“Yes, I do. Thank you, Inspector.”
Rutledge turned to walk away, and Russell said, “Actually-there is one thing you might do for me.”
Facing Russell again, Rutledge asked, “What is it?”
“Pray for my soul. It might help. A little.”
M otoring back to the Yard, Rutledge considered Wyatt Russell. If he’d been telling the truth, that he’d come to confess a murder that was weighing on his soul, why had he been so reluctant to tell the whole truth, and not just a part of it?
Was someone else involved?
And that was very likely the answer. But then why not simply continue to live with the secret, and die without confessing it? When Russell learned he couldn’t have it both ways, he had retreated from that confession.
Was that someone else a partner in the crime? Or the reason for it?

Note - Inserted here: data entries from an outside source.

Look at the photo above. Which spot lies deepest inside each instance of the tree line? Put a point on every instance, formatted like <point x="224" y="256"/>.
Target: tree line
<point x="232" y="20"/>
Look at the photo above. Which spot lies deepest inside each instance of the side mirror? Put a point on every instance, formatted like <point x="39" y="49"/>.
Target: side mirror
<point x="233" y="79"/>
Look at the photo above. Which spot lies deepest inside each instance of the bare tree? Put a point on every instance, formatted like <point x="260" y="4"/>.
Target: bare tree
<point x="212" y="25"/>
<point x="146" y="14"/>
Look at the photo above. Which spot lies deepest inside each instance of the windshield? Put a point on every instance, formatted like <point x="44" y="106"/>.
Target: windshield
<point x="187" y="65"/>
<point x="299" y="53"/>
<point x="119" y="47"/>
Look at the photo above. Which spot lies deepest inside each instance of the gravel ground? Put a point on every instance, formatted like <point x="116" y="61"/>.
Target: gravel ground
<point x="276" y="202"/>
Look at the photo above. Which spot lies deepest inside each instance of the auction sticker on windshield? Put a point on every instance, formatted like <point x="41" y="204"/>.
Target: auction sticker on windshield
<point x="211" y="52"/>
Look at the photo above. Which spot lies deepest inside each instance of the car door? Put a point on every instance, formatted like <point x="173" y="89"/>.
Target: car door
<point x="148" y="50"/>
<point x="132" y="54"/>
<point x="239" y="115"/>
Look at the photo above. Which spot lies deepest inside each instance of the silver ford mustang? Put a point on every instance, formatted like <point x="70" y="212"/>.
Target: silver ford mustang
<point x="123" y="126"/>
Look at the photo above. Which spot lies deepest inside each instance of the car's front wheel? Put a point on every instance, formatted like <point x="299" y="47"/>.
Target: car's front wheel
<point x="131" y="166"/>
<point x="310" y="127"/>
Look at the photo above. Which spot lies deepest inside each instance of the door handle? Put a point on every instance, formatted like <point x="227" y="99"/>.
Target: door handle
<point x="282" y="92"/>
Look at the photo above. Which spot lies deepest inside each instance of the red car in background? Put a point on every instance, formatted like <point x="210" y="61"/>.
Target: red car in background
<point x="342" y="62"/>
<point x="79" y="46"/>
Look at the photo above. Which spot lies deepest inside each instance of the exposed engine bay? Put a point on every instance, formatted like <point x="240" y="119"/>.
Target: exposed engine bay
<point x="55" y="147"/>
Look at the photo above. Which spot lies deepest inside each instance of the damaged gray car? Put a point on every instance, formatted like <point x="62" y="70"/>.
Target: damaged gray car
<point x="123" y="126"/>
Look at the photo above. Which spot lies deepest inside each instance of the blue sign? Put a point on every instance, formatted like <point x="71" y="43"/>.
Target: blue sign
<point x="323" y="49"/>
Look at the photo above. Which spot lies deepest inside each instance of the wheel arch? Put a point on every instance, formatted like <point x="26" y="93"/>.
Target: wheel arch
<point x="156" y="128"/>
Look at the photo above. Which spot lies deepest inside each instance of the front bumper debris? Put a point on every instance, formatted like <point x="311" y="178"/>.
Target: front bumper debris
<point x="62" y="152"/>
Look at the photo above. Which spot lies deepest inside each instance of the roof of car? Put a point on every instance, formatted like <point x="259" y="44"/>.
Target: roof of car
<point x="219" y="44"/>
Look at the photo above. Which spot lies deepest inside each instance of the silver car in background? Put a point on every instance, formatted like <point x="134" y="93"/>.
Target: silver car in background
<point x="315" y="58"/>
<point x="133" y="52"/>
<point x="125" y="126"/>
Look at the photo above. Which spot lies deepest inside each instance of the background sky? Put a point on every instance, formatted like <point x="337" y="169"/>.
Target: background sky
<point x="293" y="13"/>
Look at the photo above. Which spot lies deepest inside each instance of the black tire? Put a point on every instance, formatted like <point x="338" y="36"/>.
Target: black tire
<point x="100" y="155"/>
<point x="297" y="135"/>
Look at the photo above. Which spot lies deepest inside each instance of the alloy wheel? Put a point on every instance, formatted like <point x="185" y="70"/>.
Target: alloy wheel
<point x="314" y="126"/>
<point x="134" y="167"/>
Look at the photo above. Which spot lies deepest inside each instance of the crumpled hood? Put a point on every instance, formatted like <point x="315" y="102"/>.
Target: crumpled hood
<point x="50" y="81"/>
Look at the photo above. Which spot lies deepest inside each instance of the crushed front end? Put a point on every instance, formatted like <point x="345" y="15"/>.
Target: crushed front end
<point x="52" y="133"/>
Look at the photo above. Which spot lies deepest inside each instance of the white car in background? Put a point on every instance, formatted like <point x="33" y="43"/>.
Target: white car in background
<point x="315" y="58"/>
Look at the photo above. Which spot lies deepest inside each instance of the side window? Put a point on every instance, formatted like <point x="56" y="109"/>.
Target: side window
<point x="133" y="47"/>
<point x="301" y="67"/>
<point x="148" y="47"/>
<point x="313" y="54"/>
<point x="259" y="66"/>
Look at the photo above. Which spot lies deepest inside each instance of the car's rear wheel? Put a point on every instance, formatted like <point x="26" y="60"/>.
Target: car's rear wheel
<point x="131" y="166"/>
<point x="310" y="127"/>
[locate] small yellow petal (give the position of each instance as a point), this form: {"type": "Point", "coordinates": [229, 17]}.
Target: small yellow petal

As he got out of his motorcar at the Yard, he was examining a map of Essex in his head. North of the Thames, north of Kent on the other side of that river, it was threaded with marshes, the coastline a fringe of inlets and a maze of tidal rivers that isolated the inhabitants in a world little changed with the passage of time. Until the war, the people of that part of Essex had known little about the rest of their county, much less their country, content with their own ways, in no need of modern conveniences or interference in a life that contented them.
As Essex moved inland, it was a different story entirely, with towns, villages, and a plethora of roads. Basildon, Chelmsford, Colchester might as well be the antipodes as far as the marsh dwellers were concerned, as distant to their way of thinking as London itself. And Rutledge, nodding to the sergeant on duty and mounting the stairs to his office, was certain that a murder in villages even in that part of the countryside wouldn’t go unnoticed. Unless, of course, Russell had been very clever indeed at disposing of an unwanted body.